Ik ben hem ook nooit gaan tutoyeren. Jaren geleden ging ik in Amsterdam naar de Night of Terror, een roemrucht filmfestival waar ieder jaar vier horrorfilms worden gedraaid. De code tijdens die nacht is dat de aanwezigen, vrijwel alleen mannen, de films zo luidruchtig mogelijk van commentaar voorzien. Niet bloederig genoeg, te veel nadruk op overschatte zaken als karakterontwikkeling? Dan krijgt de seriemoordenaar instructies vanuit de zaal: ‘Rechts, ze zit rechts, achter dat muurtje!’
Hoe enthousiast alle aanwezigen ook reageerden op de zoveelste zombie, of op alweer een vrouw die de condens van haar badkamerspiegel veegde en dan de psychopaat achter haar opeens zag staan; het verbleekte allemaal bij het gejoel dat opsteeg bij de film The Dentist, over een ontspoorde tandarts. Honderden mensen in de zaal en op het balkon gingen staan, en richten zich met gebalde vuisten in de lucht zich tot het bioscoopscherm, terwijl ze bulderden: “Boren! Boren! Boren!”

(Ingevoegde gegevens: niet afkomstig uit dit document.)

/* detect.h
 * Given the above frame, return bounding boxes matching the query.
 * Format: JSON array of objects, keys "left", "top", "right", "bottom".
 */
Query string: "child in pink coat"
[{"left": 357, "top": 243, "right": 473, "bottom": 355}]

Twee keer per jaar denk ik aan die film terug: als ik onderweg ben naar die man met die mysterieuze intitalen, voor wie ik altijd een paar dagen voor de controle, dus veel te laat, begin te flossen als een dolle. Alleen maar om niet te horen dat het beter had gekund en beter moet. Om daar ook nooit tegen in te gaan. In die zin is mijn tandarts de enige overgebleven autoriteit, van wie ik gewoon aanneem wat hij zegt. Bij wie ik nooit de neiging heb hem met zelf bij elkaar gegoogelde Wikipedia-kennis tegen te spreken. De tandarts is de enige leraar waar je nooit meer vanaf komt.